Satellites and most UAVs sensors see the world in distinct wave length bands. Live vegetation reflects in the near infrared but little in the visible. The amount of reflection in the near infrared differs between species and also depends on plant health. Vegetative indexes are used to show the differences and the most commonly used Normalised Difference Vegetative Index (NDVI) compares the difference between near infrared and red to the sum of the two. There are many different vegetative indexes which can be used for specific comparisons. For example Satamap uses the MTVI2 index to try account for some soil colour and reduce saturation in high biomass areas.

Pixel size

Pixel Size ranges from

  • Vast areas such as the 20 km pixels used by DHMM which are useful on a macro scale and in extensive areas
  • Modus which is used by programs such as Pastures from Space which has a 250 m pixel but passes over every day and in the Pastures from Space application allows for a maximum chance of getting enough usable images every week to calculate average pasture growth et cetera.
  • Landsat 7 and 8 which have 30 m pixels but also has a panchromatic 15 m band. This allows pan sharpening where the 30 m pixels are combined with visual (and NIR) bands to produce higher spatial resolution images. Landsat 7 & 8 pass over every 16 days alternately, i.e. an image is available for every spot on the earth every eight days.
  • Sentinel 2A is the new European Space Agency satellite and has a 10 meter pixel.
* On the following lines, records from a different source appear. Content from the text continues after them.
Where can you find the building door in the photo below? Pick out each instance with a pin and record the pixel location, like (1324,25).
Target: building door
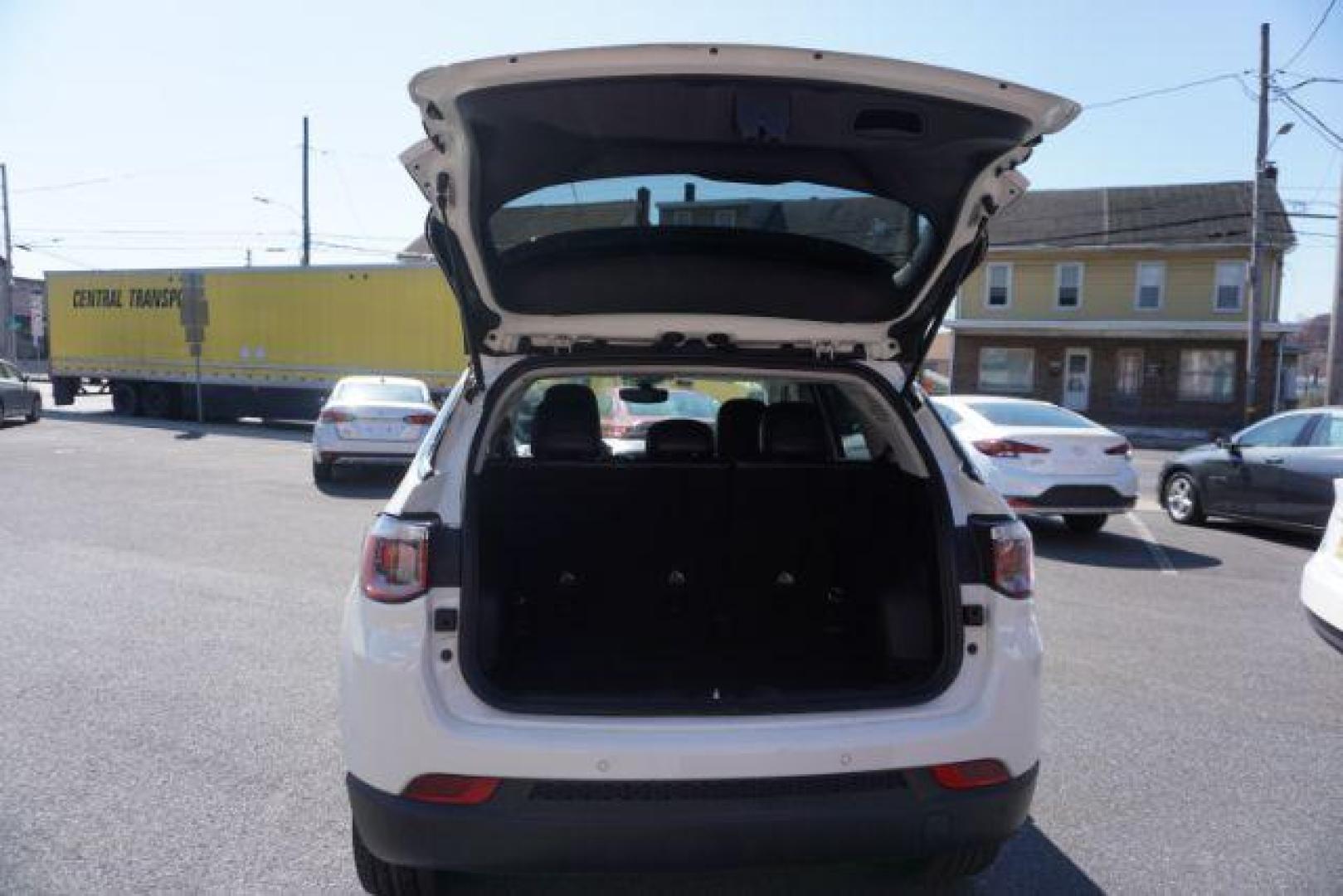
(1076,377)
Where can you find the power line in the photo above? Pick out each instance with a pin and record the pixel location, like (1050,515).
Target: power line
(1162,91)
(1311,37)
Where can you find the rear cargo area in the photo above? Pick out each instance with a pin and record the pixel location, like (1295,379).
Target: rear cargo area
(704,585)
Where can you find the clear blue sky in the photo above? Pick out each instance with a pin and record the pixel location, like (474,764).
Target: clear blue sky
(171,121)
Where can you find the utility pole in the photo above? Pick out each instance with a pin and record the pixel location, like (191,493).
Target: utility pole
(7,334)
(1336,366)
(308,231)
(1258,299)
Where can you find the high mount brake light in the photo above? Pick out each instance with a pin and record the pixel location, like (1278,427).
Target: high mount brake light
(1008,553)
(1008,448)
(395,561)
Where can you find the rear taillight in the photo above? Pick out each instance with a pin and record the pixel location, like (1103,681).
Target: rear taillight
(967,776)
(1008,553)
(395,561)
(451,790)
(1008,448)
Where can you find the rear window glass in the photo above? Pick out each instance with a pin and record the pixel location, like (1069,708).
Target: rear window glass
(1029,414)
(878,226)
(380,392)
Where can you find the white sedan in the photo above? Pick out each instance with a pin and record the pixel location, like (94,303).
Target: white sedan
(1321,582)
(1045,460)
(371,419)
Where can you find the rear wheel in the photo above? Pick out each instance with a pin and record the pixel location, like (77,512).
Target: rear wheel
(1180,497)
(158,401)
(384,879)
(1085,523)
(125,399)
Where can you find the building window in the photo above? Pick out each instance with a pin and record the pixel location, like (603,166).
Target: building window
(1229,292)
(1128,373)
(1151,285)
(1208,375)
(998,285)
(1068,285)
(1006,370)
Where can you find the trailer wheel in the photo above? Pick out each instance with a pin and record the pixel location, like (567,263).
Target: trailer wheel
(125,399)
(158,401)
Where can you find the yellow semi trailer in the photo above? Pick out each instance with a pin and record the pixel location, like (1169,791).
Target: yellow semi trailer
(275,342)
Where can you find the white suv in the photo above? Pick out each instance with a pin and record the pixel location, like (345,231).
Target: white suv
(800,631)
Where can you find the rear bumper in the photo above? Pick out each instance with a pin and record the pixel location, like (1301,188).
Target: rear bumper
(1332,637)
(1073,499)
(574,826)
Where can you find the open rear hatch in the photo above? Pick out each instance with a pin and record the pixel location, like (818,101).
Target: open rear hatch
(715,197)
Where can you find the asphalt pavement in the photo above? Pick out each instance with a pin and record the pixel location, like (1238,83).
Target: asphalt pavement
(171,602)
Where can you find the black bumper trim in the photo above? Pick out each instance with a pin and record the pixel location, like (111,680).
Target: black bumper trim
(1334,637)
(521,832)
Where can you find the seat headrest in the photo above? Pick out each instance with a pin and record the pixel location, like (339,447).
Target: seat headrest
(567,425)
(739,429)
(679,441)
(794,431)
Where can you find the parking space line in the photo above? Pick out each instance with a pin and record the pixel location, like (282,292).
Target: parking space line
(1152,546)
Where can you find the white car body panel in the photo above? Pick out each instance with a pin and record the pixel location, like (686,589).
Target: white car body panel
(392,681)
(1076,457)
(998,184)
(1321,581)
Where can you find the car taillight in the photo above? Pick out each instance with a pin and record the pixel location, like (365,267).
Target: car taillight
(1123,449)
(1008,448)
(1008,553)
(395,561)
(967,776)
(453,790)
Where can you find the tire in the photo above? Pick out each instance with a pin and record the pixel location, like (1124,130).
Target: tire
(158,401)
(958,864)
(1085,523)
(125,399)
(384,879)
(1180,497)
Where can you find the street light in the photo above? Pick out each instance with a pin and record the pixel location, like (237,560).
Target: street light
(269,201)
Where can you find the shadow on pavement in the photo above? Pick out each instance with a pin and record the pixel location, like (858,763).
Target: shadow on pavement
(363,481)
(275,430)
(1030,863)
(1307,540)
(1110,548)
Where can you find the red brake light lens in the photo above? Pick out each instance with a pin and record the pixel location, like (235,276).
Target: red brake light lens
(1008,448)
(453,790)
(395,561)
(1009,558)
(967,776)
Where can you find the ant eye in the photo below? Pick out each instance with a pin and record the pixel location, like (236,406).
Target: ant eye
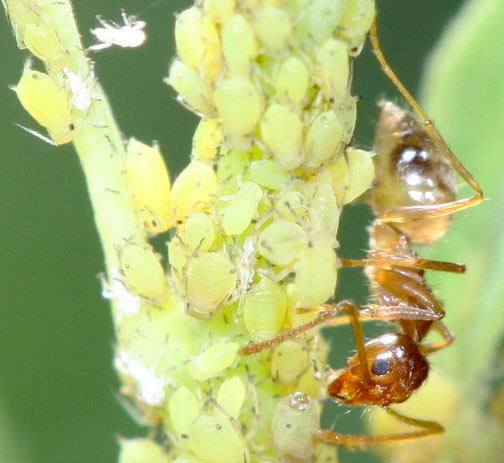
(381,367)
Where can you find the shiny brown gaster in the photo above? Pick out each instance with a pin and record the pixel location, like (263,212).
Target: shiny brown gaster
(414,199)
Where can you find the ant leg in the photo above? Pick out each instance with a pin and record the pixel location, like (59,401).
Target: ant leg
(412,262)
(328,311)
(429,428)
(405,214)
(444,331)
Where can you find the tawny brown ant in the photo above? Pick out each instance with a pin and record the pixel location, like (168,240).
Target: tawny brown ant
(414,200)
(416,188)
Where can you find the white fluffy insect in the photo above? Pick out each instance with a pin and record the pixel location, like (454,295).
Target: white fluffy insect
(151,388)
(127,303)
(81,89)
(131,35)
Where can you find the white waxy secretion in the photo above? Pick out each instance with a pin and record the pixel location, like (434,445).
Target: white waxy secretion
(131,35)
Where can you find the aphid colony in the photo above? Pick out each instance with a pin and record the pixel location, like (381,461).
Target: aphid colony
(60,99)
(253,222)
(256,214)
(254,218)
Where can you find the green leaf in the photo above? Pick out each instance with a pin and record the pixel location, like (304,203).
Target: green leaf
(463,91)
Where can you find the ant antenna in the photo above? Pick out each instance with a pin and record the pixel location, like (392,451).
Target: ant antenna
(433,132)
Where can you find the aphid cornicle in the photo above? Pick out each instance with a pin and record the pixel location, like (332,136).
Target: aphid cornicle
(414,199)
(47,104)
(41,39)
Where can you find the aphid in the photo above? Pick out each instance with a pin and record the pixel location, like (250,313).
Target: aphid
(41,39)
(47,104)
(149,185)
(131,35)
(388,369)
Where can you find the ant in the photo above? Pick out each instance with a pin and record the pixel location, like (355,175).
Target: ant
(414,199)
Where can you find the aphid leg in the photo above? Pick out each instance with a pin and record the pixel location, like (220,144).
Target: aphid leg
(406,214)
(444,331)
(429,428)
(411,262)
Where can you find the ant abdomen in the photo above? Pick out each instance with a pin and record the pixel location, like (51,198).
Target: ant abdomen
(411,172)
(397,368)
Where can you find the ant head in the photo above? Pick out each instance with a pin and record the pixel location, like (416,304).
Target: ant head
(395,369)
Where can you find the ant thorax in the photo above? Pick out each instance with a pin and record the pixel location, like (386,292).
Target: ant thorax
(410,170)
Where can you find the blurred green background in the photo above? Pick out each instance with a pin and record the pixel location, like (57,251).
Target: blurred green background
(57,384)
This allows enough accuracy to do most of what is required in broadacre cropping.
  • Landsat and Sentinel both provide free data meaning that the data provider such as Satamap, PA source, Geosys, PCT et cetera accesses the raw data for free and you are paying for the processing and storage of the data and subsequent conversion of that data to usable information.
  • There are a range of commercial satellites which provide information to increasingly more accurate pixel sizes such as Rapid Eye 5m through to World View 3 at 0.31 m in natural colour and 1.24 m near infrared. There is a cost to accessing this data which is reflected in the commercial offerings.
  • UAVs can operate down to 1 or 2 cm pixel size. This depends on the sensor (camera) and the height at which it is flown.
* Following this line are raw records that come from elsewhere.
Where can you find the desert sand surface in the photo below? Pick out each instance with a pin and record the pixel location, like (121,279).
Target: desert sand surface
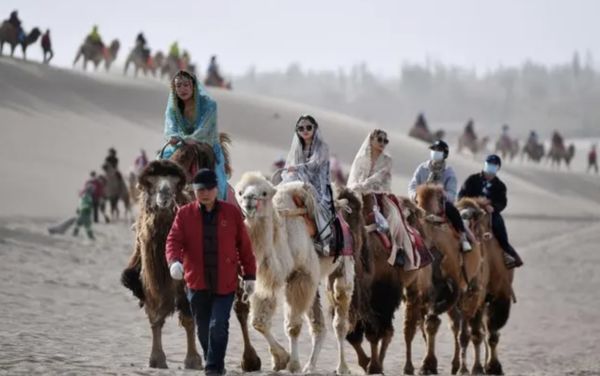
(64,311)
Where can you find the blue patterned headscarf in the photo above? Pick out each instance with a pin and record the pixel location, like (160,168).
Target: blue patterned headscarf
(202,129)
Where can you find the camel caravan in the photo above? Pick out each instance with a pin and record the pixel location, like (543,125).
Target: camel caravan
(364,291)
(507,146)
(12,33)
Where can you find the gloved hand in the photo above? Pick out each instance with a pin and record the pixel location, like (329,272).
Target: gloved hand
(176,270)
(248,288)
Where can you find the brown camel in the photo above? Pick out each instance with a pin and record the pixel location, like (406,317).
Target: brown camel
(140,61)
(474,145)
(486,305)
(8,34)
(153,234)
(534,151)
(437,289)
(96,54)
(559,153)
(385,298)
(147,274)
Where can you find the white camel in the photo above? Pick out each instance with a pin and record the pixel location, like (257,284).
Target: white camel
(286,259)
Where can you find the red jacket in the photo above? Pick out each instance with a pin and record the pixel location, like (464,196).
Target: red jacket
(185,244)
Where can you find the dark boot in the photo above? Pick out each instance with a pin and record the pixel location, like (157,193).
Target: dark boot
(400,257)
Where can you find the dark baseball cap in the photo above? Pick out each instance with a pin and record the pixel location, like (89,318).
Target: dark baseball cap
(204,179)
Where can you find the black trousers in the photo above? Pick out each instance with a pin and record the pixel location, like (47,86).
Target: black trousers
(499,230)
(454,217)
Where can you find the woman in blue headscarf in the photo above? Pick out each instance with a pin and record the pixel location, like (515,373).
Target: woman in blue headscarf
(192,115)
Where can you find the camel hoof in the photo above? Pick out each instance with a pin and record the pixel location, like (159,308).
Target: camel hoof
(342,369)
(308,368)
(280,360)
(477,369)
(158,361)
(364,363)
(494,368)
(294,366)
(193,362)
(374,368)
(250,360)
(455,367)
(429,366)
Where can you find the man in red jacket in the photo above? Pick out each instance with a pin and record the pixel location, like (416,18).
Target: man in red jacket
(206,245)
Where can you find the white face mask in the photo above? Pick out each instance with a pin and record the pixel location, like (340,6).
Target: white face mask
(491,169)
(436,155)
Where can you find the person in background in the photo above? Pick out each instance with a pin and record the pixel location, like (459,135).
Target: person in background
(84,212)
(592,159)
(47,47)
(487,184)
(436,171)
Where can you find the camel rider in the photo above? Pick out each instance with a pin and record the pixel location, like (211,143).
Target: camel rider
(487,184)
(470,131)
(94,37)
(140,42)
(436,171)
(112,159)
(213,69)
(371,173)
(174,51)
(308,161)
(16,22)
(533,138)
(557,140)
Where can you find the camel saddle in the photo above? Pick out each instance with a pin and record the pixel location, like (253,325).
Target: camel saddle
(341,239)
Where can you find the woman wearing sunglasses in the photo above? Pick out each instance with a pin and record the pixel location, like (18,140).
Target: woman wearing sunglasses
(371,173)
(308,161)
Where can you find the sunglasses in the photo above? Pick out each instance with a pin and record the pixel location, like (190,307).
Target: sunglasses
(301,128)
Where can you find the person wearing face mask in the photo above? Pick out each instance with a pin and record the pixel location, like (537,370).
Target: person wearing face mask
(435,171)
(487,184)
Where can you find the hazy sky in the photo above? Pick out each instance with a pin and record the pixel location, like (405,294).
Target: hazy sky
(323,34)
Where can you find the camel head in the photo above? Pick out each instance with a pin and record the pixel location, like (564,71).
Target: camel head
(430,198)
(253,192)
(473,215)
(161,182)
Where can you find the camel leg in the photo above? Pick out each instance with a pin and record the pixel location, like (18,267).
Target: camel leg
(464,338)
(375,366)
(411,320)
(385,343)
(192,358)
(263,309)
(158,358)
(498,312)
(455,319)
(316,320)
(343,288)
(250,360)
(432,324)
(477,338)
(355,338)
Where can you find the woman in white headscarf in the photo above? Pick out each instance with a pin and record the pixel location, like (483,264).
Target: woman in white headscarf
(308,161)
(371,173)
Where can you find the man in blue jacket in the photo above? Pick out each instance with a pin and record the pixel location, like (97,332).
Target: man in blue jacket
(487,184)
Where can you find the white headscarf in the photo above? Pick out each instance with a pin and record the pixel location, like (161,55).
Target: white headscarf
(367,176)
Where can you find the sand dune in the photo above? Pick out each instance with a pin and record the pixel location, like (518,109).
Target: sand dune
(62,305)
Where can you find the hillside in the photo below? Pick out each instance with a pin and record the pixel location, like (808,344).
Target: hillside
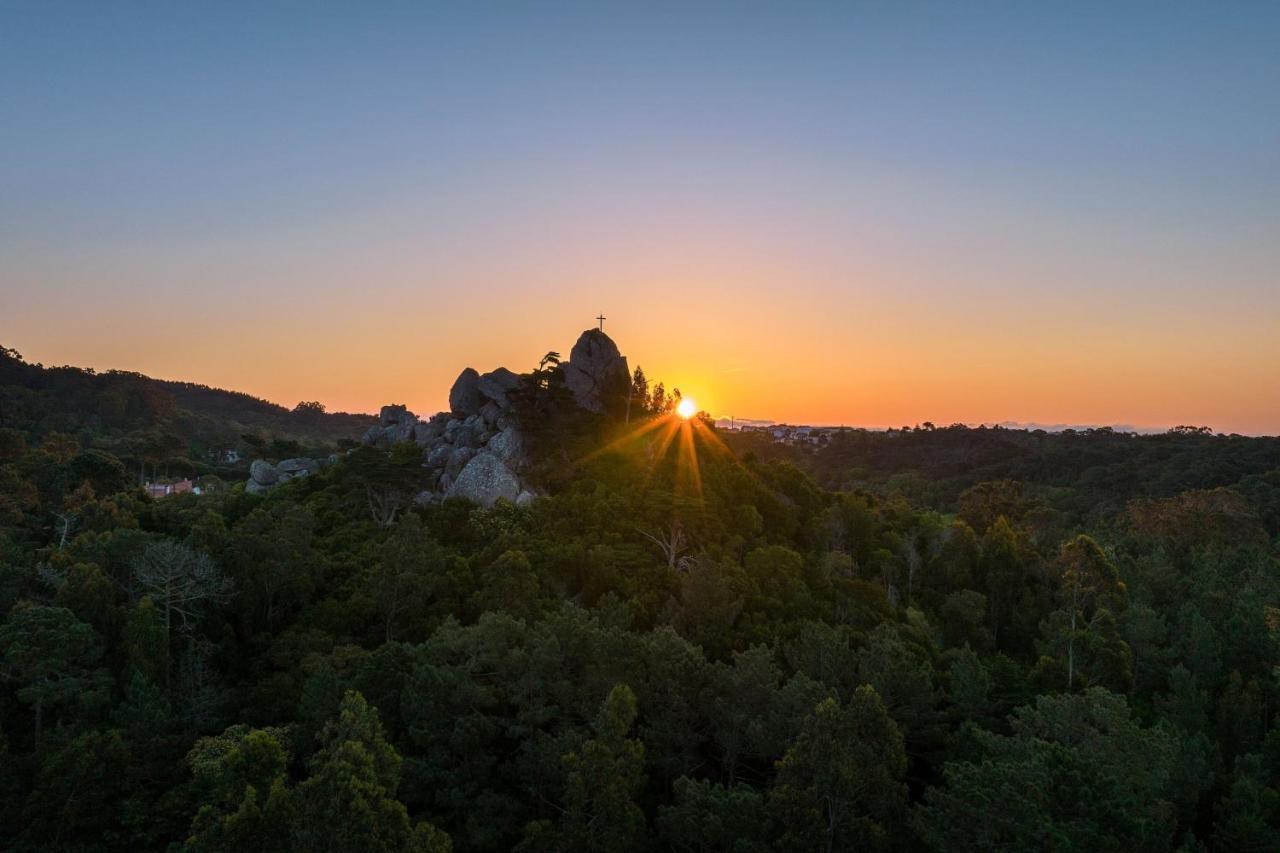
(169,427)
(1088,475)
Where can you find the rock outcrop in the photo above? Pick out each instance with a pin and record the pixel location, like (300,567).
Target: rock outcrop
(465,396)
(476,451)
(264,477)
(485,479)
(595,370)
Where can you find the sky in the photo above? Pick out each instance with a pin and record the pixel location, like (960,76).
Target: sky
(854,213)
What are the advantages and disadvantages of various systems?



  • Cost-effective
  • Remote access
  • Rapidly increasing sophistication
  • Increasing number of shots available


  • Cloud- both actual and shadows
  • Not necessarily available when specific events occur such as hail, spray drift, specific growth stages for fertiliser application et cetera.
  • Expensive once you get into very small pixel sizes due to having to sequence the high resolution satellites and minimum order is often around 2000 ha. 

The future

  • Figure out what to do with Sentinel 2 ‘red edge’ bands
  • Use sensors that see through clouds
  • Planet Labs – 100+ micro satellites to capture entire Earth every day at 3-5m resolution



  • Very small pixel sizes
  • On Demand i.e. can time the flights to the events or crop stages required
  • Some are relatively cheap to buy and to operate and getting cheaper
  • Can operate in variable cloud by timing flights
  • Can have multiple sensors and interchangeable sensors
  • Are extremely efficient at analysing field trials where vast numbers of plots need to be analysed


  • Limited coverage and flight times
  • Can crash
  • Can be taken down by eagles
  • Still further to go with stitching programs and/or geo referencing
  • Legal and CASA obligations

The future

  • Fully autonomous
  • Accuracy down to levels where crop emergence can be assessed
  • New sensors and new ways to analyse the data will provide another massive amount of different information

Ground-based sensors

As I have not really discussed ground-based sensors I will give a few examples. The BOM radar would be a classic example where BOM turn the raw data into rain intensity and then other applications use this data to work out actual rainfall on specific areas.

One of the building blocks of the whole Climate Corp data system in the United States is the Doppler radar network which is very extensive and accurate allowing a very accurate analysis of rainfall and soil moisture on a sub paddock scale.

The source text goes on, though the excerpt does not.